Everything is linked to the shareholders priorities, Abdulrahman said. These include the evaluations of financial institutions, variations in prices for the acquisition of hundreds of tonnes of cement, steel and other strategic commodities required for the project.
Meanwhile, he insisted that the investors “will keep to their contractual obligations undertaken with the government of Malta, including the generation of hundreds of new jobs.”
Abdulrahman - who is temporarily replacing Claudio Grech, the former Smart City (Malta) CEO who last week announced his resignation, stressed that “Claudio’s resignation should not put the project in doubt.”
He stressed that Smart City Malta, worth in the region of €200 million, is going ahead according to plan and the delays registered so far have been defined as “normal” given the scale of the development and issues related to the equation between financing and equity.
“Claudio and I are very good friends, we have worked hard together and he was an excellent negotiator when we first brought the project to Malta,” he said, while adding that the two are effectively “employees” and each had a “normal choice” of seeking new pastures and move on to something they believe can be more rewarding or satisfying.
While announcing that Smart City Malta is embarking on a new recruitment drive to fill in the key senior and middle-management posts, Abdulrahman explained that whoever visits the project site could see that construction has started and will effectively gain momentum in the coming weeks.
“We are not talking of a development of just one building block, but a lot of construction over a vast area, and while I appreciate people’s concerns, I can assure them that all is going ahead according to plan,” he said.
The interim CEO revealed that within a few days, Smart City Malta will once again be brought before MEPA as is required by law.
Due to the implications of Foreign Direct Investment in Malta, Abdulrahman stressed that media reports that may prejudice the reputation of Smart City in Malta will only have an adverse effect to the local economy. “I humbly say that we mean business and we insisted to call it Smart City ‘Malta’ because this project is intended to promote Malta and nobody else.
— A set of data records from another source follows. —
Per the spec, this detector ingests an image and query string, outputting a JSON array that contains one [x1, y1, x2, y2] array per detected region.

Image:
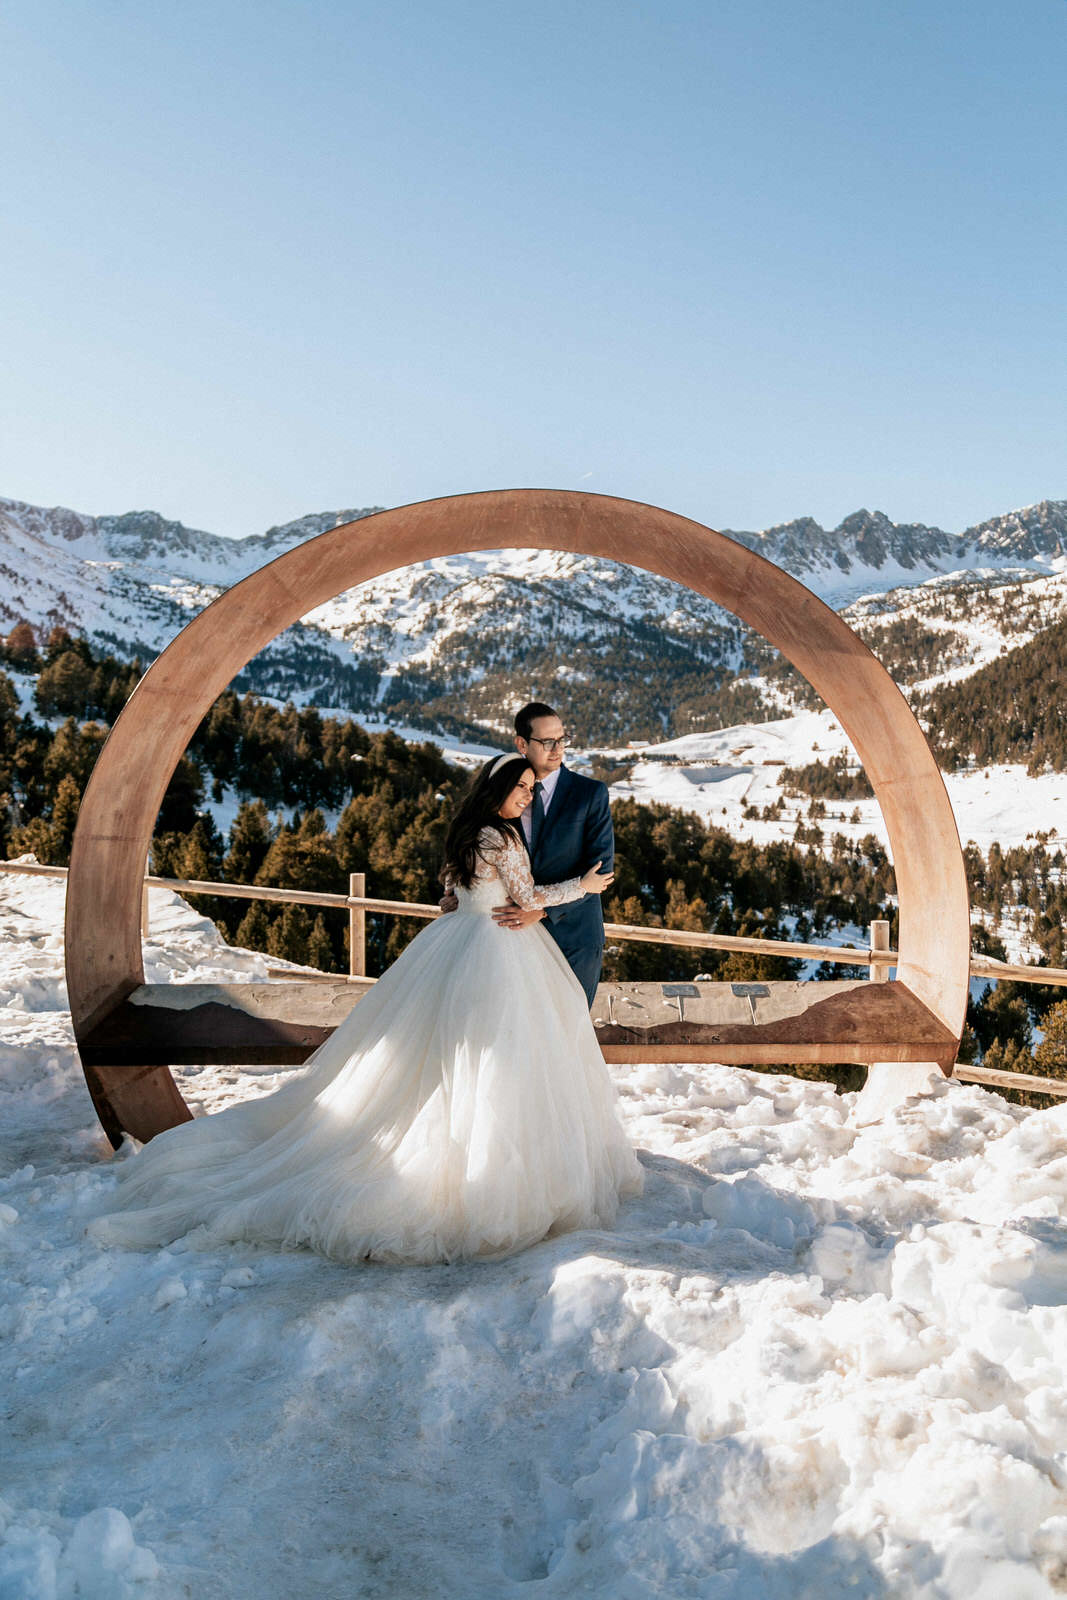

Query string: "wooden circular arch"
[[65, 489, 971, 1141]]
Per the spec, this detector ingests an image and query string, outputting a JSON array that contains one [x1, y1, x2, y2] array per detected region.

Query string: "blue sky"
[[2, 0, 1065, 538]]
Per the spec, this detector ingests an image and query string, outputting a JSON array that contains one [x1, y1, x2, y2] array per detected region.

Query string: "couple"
[[91, 702, 643, 1265]]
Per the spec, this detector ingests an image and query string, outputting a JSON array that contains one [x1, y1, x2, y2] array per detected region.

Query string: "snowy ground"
[[607, 709, 1067, 865], [3, 872, 1067, 1599]]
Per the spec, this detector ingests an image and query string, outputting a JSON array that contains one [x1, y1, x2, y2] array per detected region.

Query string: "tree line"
[[917, 615, 1067, 774], [3, 622, 1064, 1097]]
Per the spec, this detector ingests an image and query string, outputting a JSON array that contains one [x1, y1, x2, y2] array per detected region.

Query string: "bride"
[[90, 752, 644, 1264]]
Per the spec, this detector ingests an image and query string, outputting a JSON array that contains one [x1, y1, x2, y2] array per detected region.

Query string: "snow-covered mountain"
[[3, 492, 1066, 741], [725, 501, 1067, 604]]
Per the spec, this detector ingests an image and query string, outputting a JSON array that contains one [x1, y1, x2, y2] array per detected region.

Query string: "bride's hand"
[[580, 862, 615, 896]]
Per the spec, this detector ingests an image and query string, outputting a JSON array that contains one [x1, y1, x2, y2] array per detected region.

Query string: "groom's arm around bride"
[[491, 701, 614, 1008]]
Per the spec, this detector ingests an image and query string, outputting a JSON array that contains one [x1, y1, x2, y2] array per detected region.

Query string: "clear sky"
[[2, 0, 1065, 539]]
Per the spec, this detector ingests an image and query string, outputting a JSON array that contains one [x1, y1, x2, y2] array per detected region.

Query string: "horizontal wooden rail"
[[601, 921, 884, 965], [968, 954, 1067, 988], [4, 857, 1067, 984], [955, 1063, 1067, 1098], [2, 859, 885, 964]]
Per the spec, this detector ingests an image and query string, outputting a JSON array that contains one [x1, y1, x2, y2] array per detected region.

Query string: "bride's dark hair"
[[443, 755, 533, 888]]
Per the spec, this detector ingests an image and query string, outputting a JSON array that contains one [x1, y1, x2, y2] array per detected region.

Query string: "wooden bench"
[[78, 976, 958, 1145]]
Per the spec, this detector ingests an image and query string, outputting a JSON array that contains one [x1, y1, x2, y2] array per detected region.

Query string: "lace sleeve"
[[476, 829, 585, 909]]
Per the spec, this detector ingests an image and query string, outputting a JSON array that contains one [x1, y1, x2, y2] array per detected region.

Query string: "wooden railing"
[[4, 857, 1066, 1097], [0, 858, 904, 977]]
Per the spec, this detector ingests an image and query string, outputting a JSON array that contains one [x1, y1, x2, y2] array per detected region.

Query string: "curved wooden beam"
[[64, 490, 971, 1143]]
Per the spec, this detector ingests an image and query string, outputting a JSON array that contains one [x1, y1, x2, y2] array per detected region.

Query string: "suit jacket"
[[528, 766, 614, 952]]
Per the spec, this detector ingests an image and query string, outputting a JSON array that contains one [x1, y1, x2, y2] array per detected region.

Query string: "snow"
[[3, 873, 1067, 1596], [10, 490, 1064, 735], [608, 708, 1067, 867], [813, 552, 1067, 610]]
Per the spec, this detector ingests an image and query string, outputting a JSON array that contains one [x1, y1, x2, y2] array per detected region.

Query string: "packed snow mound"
[[2, 868, 1067, 1597]]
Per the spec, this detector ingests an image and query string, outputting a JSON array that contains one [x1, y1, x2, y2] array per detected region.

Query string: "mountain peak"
[[965, 499, 1067, 560], [259, 508, 382, 546], [3, 489, 1066, 739]]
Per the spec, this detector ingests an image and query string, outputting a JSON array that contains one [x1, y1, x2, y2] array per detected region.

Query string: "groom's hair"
[[515, 701, 558, 740]]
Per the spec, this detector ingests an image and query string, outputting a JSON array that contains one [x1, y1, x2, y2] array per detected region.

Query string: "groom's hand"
[[439, 890, 459, 914], [492, 899, 545, 931]]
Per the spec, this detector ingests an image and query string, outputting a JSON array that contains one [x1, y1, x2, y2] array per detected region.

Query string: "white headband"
[[489, 752, 526, 777]]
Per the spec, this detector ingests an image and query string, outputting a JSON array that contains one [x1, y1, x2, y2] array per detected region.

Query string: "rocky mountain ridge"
[[7, 491, 1067, 585], [724, 501, 1067, 595], [3, 491, 1065, 743]]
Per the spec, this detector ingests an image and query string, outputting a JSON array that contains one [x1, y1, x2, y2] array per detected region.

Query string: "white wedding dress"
[[90, 829, 643, 1264]]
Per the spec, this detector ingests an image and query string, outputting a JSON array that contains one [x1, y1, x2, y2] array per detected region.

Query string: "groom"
[[491, 701, 614, 1008]]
We are bringing the best in the sector to operate and put Malta on the map, and anything said against Smart City ‘Malta’ will be read abroad and it damages the country,” he said.
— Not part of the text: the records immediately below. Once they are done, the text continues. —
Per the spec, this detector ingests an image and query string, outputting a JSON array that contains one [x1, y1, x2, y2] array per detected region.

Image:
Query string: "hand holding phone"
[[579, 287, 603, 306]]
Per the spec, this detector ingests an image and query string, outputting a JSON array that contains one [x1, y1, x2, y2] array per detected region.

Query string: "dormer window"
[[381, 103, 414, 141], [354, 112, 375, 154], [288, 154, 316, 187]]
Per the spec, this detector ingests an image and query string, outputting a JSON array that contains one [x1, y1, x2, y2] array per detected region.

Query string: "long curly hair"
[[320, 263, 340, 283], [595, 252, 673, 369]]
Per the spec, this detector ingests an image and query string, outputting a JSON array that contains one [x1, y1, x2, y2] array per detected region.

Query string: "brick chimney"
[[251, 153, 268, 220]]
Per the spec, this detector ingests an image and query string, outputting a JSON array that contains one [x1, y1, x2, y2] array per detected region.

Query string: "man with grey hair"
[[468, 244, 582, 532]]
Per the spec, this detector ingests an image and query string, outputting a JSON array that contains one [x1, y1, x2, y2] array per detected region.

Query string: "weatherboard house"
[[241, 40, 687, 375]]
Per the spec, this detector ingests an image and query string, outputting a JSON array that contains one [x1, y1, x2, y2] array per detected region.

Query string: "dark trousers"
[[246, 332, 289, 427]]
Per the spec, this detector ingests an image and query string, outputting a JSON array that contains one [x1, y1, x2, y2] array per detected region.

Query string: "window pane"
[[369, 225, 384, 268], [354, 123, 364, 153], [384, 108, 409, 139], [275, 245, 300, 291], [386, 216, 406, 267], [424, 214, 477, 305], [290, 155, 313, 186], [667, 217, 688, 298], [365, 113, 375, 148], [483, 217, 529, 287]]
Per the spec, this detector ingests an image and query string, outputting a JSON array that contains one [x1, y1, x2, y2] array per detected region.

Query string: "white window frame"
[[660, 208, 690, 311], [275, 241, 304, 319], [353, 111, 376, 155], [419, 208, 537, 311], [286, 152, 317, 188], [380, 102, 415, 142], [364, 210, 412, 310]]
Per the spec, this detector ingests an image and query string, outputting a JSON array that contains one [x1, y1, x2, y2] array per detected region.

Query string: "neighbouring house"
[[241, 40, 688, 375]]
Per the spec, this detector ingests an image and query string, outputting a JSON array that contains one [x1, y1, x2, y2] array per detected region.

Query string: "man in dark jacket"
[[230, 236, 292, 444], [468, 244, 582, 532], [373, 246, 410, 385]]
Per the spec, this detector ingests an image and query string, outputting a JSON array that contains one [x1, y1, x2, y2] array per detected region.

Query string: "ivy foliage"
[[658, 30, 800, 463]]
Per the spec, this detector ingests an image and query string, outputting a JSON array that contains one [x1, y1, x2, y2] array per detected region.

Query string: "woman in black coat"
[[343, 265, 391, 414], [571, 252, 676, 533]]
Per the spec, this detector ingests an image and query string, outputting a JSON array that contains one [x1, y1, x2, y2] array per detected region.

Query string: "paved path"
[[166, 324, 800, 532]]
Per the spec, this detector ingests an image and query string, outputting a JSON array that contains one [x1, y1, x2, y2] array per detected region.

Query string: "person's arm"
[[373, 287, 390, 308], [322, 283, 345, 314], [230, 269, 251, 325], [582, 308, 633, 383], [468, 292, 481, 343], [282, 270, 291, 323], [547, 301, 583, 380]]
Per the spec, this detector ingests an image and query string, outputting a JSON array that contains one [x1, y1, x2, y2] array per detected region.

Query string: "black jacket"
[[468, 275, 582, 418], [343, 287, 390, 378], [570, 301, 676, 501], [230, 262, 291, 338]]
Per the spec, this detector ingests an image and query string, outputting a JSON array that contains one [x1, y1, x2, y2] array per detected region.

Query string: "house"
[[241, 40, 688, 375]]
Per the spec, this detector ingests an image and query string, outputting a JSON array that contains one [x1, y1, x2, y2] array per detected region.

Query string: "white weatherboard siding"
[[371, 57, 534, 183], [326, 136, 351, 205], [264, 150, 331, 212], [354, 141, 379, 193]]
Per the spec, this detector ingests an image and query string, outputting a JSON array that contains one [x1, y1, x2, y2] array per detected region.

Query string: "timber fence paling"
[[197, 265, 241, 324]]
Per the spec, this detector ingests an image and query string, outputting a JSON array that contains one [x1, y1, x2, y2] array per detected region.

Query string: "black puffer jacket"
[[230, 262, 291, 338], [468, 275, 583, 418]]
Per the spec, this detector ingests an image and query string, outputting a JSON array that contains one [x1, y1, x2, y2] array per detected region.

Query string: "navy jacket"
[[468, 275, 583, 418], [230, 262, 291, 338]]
Asked about a remark made by the directors of Smart City during President George Abela’s recent State Visit to Dubai about “bureaucracy”, Abdulrahman made it clear that the reference was made in good judgement, where the directors explained to the Maltese Head of State that given the high-profile firms that are being touted to operate from Smart City Malta “they will be expected to work in an efficient and less bureaucratic environment.”